Both of our sons have left home now. Yet each time I enter the pantry, the green masking tape label on the aging plastic jar beams Mom’s Bones at me and I smile back. I continue to collect wishbones, as some save coins, still drying and bleaching them in the crockery bowl on the kitchen window sill. When my young men return for holidays, they gather up any bleached bones and add them to the jar. It’s a holiday ritual now.

Yet this year, as I prepare to leave this house, to sell it and move to something smaller now that the boys have left home, many ideas I have coveted for the past decade suddenly demand manifestation. Mom’s Bones too. I have spoken to my older brother, a glass sculptor, but he thinks the bones are too fragile to be cast in glass. But my other idea of casting them in gold --- that interests him. So we have commissioned a jeweler to cast up three sample bones to hang in some of the spirit caves I have recently carved. My husband helps now and then, mostly when the fallen trees I scavenge for my Spirit Cave series are too heavy and need a stronger arm than mine with a chainsaw.

Meanwhile, I have sprayed some of the bones gold, my earliest, simplest idea, and strung them with threads, some individually, like chakra lyres with rainbow threads, or in formation, like young birds fledging as in Empty Nest, or as small golden flocks to decorate the Christmas tree. I have finished two spirit caves, wishing caves. They house two of the cast gold bones and I plan to cleave a peach root burl to house the third gold-cast wishbone. Mom’s Bones.

And to accompany the actual bones, I also cast Moms’ bones in writing, stringing together stories, like a moment with family in the kitchen, with Ovid’s young lovers’ ritual for creation, and I think of my own mother who taught me to wrap my little finger around the dried wishbone. I think of the bones of my own mother, cremated now, of her wishes for her children and for her children’s children, some like my wish bones still drying, some strung out, some hanging, others, splintered, bones broken, wishes abandoned in the rain like phoenix clavicles on a wet day, waiting for the fire to ignite so that they may rise again. As later I will discover, when I move to the northwest and live among nesting owls, and rethink my life, for instance, attending in memory S for Snake with my boys at the San Diego Zoo, I will have another model. Unlike the snake which can digest all parts of a creature, the owl cannot digest everything it brings home to eat. The owl regurgitates small pellets after meals, spits up the dinner's bones, cradled in feathers and fur. One day in a pellet, I will find a hummingbird wishbone, which I will treasure, remembering my own delicate deep places, my wishes, my love.
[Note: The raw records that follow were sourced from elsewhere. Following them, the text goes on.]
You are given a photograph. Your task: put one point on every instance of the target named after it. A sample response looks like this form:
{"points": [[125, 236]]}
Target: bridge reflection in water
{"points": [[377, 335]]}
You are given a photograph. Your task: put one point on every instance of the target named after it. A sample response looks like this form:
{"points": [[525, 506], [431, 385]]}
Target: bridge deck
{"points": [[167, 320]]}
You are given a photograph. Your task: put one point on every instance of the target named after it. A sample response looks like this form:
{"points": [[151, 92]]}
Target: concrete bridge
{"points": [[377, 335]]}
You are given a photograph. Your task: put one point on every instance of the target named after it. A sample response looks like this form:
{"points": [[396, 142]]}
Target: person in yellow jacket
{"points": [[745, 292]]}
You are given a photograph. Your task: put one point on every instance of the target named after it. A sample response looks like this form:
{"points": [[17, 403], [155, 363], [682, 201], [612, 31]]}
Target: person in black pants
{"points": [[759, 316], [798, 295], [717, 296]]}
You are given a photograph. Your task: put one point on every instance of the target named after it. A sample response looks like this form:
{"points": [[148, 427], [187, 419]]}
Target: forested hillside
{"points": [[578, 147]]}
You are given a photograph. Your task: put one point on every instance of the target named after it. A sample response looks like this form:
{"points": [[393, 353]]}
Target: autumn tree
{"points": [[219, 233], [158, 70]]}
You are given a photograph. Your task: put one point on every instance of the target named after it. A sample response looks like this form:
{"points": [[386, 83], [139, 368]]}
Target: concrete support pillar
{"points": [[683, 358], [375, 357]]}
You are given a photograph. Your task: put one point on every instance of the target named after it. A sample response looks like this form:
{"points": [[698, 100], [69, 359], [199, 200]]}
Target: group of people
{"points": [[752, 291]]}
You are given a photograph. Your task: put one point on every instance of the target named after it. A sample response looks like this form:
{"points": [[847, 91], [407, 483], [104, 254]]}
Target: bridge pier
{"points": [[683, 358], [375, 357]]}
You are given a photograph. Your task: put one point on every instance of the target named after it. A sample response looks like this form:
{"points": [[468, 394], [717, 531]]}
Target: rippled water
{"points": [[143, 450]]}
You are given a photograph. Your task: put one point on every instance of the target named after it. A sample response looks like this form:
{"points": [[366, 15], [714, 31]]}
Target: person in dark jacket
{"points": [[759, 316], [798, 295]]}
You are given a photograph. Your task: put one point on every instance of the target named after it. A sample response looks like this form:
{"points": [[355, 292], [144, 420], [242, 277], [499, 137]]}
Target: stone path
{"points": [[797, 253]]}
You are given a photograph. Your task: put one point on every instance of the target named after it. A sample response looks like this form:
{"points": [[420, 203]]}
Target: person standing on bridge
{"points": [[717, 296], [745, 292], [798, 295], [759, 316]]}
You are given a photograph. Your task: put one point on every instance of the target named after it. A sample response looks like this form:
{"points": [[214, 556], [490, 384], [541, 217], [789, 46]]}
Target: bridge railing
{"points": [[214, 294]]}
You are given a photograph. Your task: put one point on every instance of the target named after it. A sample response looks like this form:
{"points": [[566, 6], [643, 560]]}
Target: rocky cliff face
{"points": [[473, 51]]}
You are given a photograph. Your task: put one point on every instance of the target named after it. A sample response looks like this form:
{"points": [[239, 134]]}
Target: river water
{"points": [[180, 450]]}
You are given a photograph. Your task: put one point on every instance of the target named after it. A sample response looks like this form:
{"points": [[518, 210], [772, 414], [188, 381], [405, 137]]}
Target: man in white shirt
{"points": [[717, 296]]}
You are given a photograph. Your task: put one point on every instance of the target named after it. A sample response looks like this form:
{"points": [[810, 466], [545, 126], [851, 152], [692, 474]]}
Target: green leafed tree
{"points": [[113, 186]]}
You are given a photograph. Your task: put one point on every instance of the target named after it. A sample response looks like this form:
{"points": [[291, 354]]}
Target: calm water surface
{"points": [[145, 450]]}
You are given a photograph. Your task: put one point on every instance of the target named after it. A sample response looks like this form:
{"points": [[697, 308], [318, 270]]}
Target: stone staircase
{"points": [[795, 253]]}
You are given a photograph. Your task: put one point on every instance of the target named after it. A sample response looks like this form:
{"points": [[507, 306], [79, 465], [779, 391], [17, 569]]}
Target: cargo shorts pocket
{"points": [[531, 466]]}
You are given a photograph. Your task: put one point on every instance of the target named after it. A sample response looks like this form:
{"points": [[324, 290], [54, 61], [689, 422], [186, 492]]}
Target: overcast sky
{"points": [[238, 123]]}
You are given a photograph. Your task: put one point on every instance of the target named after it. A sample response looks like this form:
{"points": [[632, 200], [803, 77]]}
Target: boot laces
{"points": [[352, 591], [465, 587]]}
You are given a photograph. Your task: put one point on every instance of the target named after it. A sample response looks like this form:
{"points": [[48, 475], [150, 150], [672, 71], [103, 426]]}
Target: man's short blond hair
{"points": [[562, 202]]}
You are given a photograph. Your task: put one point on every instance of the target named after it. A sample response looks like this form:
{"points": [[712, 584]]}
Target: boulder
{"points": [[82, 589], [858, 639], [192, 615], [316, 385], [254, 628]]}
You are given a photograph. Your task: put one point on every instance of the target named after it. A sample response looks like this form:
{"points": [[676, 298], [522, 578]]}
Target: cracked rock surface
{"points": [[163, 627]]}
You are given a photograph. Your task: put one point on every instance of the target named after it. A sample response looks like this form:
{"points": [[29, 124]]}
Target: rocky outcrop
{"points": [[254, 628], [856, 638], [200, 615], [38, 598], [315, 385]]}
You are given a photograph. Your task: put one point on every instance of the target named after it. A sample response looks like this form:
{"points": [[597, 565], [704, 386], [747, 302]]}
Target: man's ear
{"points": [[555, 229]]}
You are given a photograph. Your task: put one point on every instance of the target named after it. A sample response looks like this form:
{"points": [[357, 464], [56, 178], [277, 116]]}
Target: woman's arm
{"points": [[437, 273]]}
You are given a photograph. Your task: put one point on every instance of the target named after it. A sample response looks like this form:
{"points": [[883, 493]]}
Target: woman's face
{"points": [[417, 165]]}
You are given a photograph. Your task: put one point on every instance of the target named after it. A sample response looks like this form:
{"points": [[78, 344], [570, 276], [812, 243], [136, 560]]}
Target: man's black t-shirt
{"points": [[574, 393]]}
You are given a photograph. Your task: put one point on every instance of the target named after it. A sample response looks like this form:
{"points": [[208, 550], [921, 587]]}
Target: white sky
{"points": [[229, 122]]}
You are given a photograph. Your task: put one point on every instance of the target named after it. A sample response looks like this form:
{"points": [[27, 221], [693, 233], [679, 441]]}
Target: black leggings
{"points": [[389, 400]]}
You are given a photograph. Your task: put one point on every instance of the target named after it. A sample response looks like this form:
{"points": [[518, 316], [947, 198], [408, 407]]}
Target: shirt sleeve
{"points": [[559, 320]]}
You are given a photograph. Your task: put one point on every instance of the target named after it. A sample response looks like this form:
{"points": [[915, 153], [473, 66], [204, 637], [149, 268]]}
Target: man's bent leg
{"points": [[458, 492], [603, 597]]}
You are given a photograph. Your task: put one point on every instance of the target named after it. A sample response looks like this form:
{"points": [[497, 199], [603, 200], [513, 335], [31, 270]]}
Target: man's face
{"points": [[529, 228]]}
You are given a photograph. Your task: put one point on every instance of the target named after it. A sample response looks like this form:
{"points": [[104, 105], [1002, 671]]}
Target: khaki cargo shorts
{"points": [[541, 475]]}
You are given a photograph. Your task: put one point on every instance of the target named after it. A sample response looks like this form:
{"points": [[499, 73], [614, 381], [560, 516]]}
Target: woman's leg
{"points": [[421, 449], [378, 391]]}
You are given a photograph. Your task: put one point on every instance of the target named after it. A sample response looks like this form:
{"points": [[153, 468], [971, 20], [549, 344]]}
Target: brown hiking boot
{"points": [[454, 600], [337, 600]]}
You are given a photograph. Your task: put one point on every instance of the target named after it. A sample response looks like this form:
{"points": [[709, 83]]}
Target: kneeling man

Some of my sculptures house my own fragile wishes for the re-creation and re-fresh-ment of the world. Some of the wishbones are still drying, some have holes drilled and their strings yet uncut, the distance between wishes still tentative, pending. Some loop down, like threads of life delicately connected, while some wishbones rise up within the spirit caves, like arms ready for flight --- or like timbers in a deep mine, shoring the chambers of the heart.